In the ever-evolving retail landscape, staying ahead of the curve is not just an advantage; it’s a necessity. Businesses are constantly seeking innovative solutions to enhance customer experiences and drive revenue growth. One such innovation that has been gaining significant traction in recent years is generative artificial intelligence (GenAI). By leveraging sophisticated algorithms and vast datasets, generative AI enables retailers to create compelling and personalized experiences for
es for their customers like never before.
From designing bespoke products to crafting targeted marketing campaigns, the potential applications of generative AI in retail are limitless.
Recent examples
Recently, companies like Walmart, Lowe’s and Ikea have rolled out solutions that incorporate generative AI with other new technologies like augmented reality (AR).
In the case of Walmart, customers can now use a virtual try-on feature to purchase prescription eyewear online through the Walmart app or directly on Walmart.com, while Lowe’s ‘Style Studio’ designed exclusively for Apple Vision Pro takes advantage of
unique capabilities of spatial computing to help customers visualize and design their dream kitchens from the comfort of their own homes.
Ikea on the other hand, has launched a new AI assistant available exclusively on the OpenAI GPT Store.
The tool gives users personalized furniture and decor suggestions based on factors such as room dimensions, personal style, sustainability preferences, budget, functional requirements, and more.
Nuanced perspectives
According to Deepika Giri, associate vice president at IDC, at least 79 per cent of retail organizations believe that GenAI models that leverage their own business data will give them a significant advantage over competitors.
“GenAI being applied for overall customer experience using customer behavior data certainly amplifies the omnichannel customer experience through chatbots, assistants, IVRs (interactive voice response), and online shopping advisors,” she told Inside Retail.
But she went on to say that the efficacy of any AI solution is only as good as the data that powers it.
“Hence, in order to maximize AI potential, any organization must build a robust data value chain across all its business processes, for example, in [the areas of] order to cash or procure to pay,” she said.
According to her, this requires the complete end-to-end integration of business processes like supply chain and procurement so that GenAI can deliver on its full potential. Giri said this is a crucial step for organizations to take in order to become AI-ready.
The bigger picture
According to Anthony Mittelmark, chief technology officer for retail at Fujitsu, the use of generative AI is without doubt the most significant technological advancement shaping the retail industry today.
He said GenAI is being used to create content at new levels of speed for products, merchandising and advertising.
“We’re also seeing brands use this to drive hyper personalization. There is also a growing use of AI for voice ordering and other functions aimed at improving customer experience and efficiency,” he told Inside Retail.
Mittelmark expects retailers to adopt more in-store technology that employs Internet of Things (IoT) devices to support sales and provide personalized customer experiences, including cameras, sensors, fixtures, p-of-sale screens and smart carts.
Nonetheless, before retailers can maximize the potential of any data, he said, they must critically understand if they are ready to leverage the data to provide better and more personalized experiences.
“For example, the data needs to be structured in a way that can be easily accessed and analyzed. From here, retailers may identify that they need to buy and access other forms of data to augment the existing data they have to provide a more competitive and personalized experience,” he added.
The future
Mittelmark believes that AI will also replace Robotic Process Automation (RPA), enabling retailers to build agents where they can combine multiple tasks into a programmed prompt and allow the agent to execute and approach the tasks as one, singular task.
“From a wider business perspective, AI provides real-time responses, finds gaps, and uncovers data patterns, which ultimately drives better insights-based strategy and decision-making,” he noted.

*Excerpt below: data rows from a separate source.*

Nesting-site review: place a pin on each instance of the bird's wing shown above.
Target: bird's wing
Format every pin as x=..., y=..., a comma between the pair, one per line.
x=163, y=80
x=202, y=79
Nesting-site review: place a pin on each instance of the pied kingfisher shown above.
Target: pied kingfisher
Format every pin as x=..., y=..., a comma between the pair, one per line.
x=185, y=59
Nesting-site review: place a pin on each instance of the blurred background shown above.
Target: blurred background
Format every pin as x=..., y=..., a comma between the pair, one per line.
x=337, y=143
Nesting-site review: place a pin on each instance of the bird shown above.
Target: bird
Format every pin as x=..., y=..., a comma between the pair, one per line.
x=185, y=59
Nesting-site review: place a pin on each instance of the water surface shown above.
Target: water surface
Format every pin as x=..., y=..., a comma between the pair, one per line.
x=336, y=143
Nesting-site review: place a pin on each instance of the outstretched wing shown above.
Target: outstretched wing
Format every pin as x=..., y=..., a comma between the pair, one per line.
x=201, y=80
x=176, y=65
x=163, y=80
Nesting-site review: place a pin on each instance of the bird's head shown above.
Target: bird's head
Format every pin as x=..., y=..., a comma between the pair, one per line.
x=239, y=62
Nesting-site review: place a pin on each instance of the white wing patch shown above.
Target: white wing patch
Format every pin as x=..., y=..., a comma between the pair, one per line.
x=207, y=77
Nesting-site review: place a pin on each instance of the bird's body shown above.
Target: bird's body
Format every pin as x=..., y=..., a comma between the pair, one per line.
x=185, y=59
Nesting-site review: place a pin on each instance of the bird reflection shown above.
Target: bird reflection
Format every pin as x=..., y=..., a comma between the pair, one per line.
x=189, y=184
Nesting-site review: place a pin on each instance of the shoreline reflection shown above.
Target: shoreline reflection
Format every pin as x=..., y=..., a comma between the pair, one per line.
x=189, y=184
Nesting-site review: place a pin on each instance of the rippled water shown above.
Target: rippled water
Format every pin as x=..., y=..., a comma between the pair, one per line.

Eventually, he thinks AI will manage customer service, oversee stock levels, and examine trends and customer behaviors at a much greater scale than we’re seeing now.
Mittelmark does have some advice for retailers.
He believes that to embrace AI within their business, retailers need to clearly articulate the problems they want to solve and the opportunities they want to unlock and support this with the metrics that drive either resolution or success.
“Retailers need to start with the question: why? They shouldn’t be simply jumping on the bandwagon because it’s the trend. The ‘why’ needs to focus on improving consumer experience and employee experience,” he pointed out.
He also said that ‘proof of concepts’ should be tested before real-world execution, to ensure the AI-technology/solutions can actually deliver the outcomes they are expecting.
“While it might seem counterintuitive, retailers shouldn’t feel pushed to own everything in their technology stack. However, they do need to be thorough and strategic in all stages of procurement,” he said.